Чтение онлайн

ЖАНРЫ

Том 10. Петербургский буерак
Шрифт:

И до чего это странно: когда послушаешь такого, как Железный, все кажется так ясно и просто, на деле же всегда оказывается необыкновенно сложно. А объясняется это очень просто: есть юридические аксиомы – всегда какие-то само-собой-разумеющиеся условия – но кто же и когда говорит о самоочевидности.
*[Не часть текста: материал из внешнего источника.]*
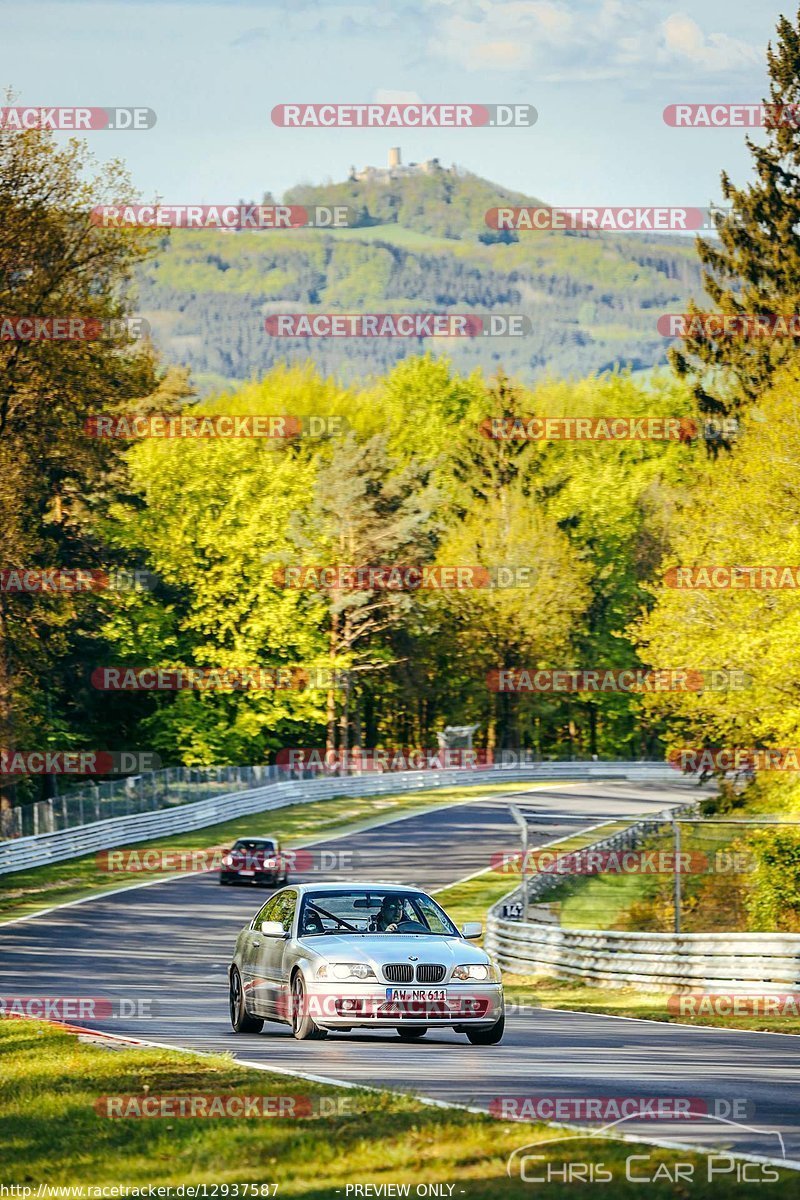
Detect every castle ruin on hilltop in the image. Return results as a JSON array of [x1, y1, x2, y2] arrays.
[[348, 146, 443, 184]]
И вот эта недоговоренность для нас простых, не юристов, потерпевших или могущих потерпеть, отсекает всякие пути к цели, если попробовать действовать на свой страх, или запутывает дело и там, где и путать-то, казалось бы, нечего. Без всякого дела, я люблю слушать юристов: их рассуждения всегда действуют успокоительно, как решение задач и рисование.

«Железный» – если подвязать ему бороду, а на голову островерхий в звездах колпак, его можно поместить в любом Оракуле18, Календаре и Соннике, лучшего Волшебника не нарисуешь. В

нем ничего от половецкого стана, а между тем Половчанка его родная сестра.

«Природа идет по-своему, а не по-нашему!» – вот что сказал бы небезызвестный Кузьма19.

А прославился Железный на весь Отой «зажигательным» студнем, подлинно Волшебник.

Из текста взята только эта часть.